Marina rejected his advances, so he left early the next morning without his money (about $170) and his wedding ring. Before leaving, though, he grabbed a long, tube-shaped package out of the garage. When a coworker giving him a ride asked about it, he said they were curtain rods for his room on Beckley Avenue. Of course, it was the murder weapon, wrapped in a blanket.
Half a century later, the boarding house has been converted into the Ruth Paine House Museum, owned and operated by the City of Irving. The home has been meticulously restored to how it looked in 1963, with projected vignettes of actors impersonating key characters to offer a peek into history. Tour reservations can be made online.

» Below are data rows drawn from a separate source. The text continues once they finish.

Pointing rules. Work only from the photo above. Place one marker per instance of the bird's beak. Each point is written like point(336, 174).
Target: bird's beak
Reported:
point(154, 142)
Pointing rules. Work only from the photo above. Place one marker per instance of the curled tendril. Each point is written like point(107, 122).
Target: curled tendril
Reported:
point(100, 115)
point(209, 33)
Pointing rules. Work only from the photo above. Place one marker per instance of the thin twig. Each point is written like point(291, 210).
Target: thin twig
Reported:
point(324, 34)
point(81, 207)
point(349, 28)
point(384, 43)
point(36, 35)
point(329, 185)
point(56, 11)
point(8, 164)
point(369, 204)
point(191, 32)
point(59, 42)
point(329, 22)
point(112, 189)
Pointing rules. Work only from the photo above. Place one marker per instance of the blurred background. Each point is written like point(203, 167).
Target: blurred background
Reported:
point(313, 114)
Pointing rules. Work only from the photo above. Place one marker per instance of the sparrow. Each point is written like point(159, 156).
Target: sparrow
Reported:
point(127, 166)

10. Hotel Texas (Hilton Fort Worth)
One last stop out west: Fort Worth, AKA Cowtown. This stop takes us back in time to before the fateful event in Dallas.
The day before his assassination, Kennedy had spent the day in San Antonio and Houston, arriving at the historic Hotel Texas (now the Hilton Fort Worth) close to midnight. Before hopping over to Dallas the next morning, Kennedy spoke to Fort Worth Chamber of Commerce leaders at breakfast.

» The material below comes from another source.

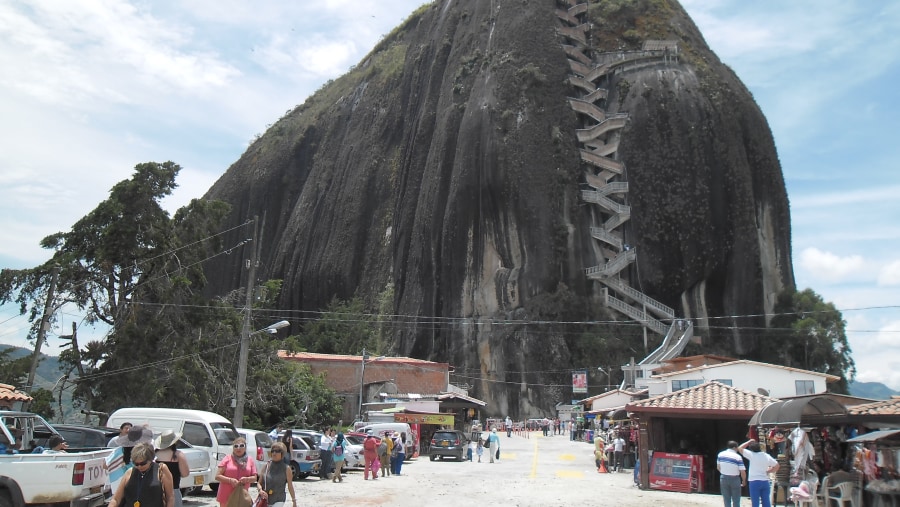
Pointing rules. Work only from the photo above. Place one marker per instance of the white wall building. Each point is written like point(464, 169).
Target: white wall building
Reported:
point(767, 379)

To honor Kennedy’s “last good memory,” the city installed the John F. Kennedy Tribute Memorial by the hotel, in General Worth Square. The memorial includes photos from the president’s visit and his famous quote: “There are no faint hearts in Fort Worth.”
After trekking around the Metroplex, I hope you’ve come a little closer to deciding for yourself who really killed President Kennedy on Nov. 22, 1963. Was it Oswald? Did he act alone?
No matter what you think, we know the clues are out there. We may never know the full truth behind something that happened almost 60 years ago, but we can certainly do some sleuthing of our own. Besides, thousands of pages of classified documents may be released in coming years, meaning new revelations could be just around the corner.
While you can get much of the history here in downtown Dallas on a walking tour, I recommend stopping through Oak Cliff, Irving, and Fort Worth, too. Especially if you’re a die-hard JFK conspiracy theorist or history lover, these places help fill in the story from before and after the assassination.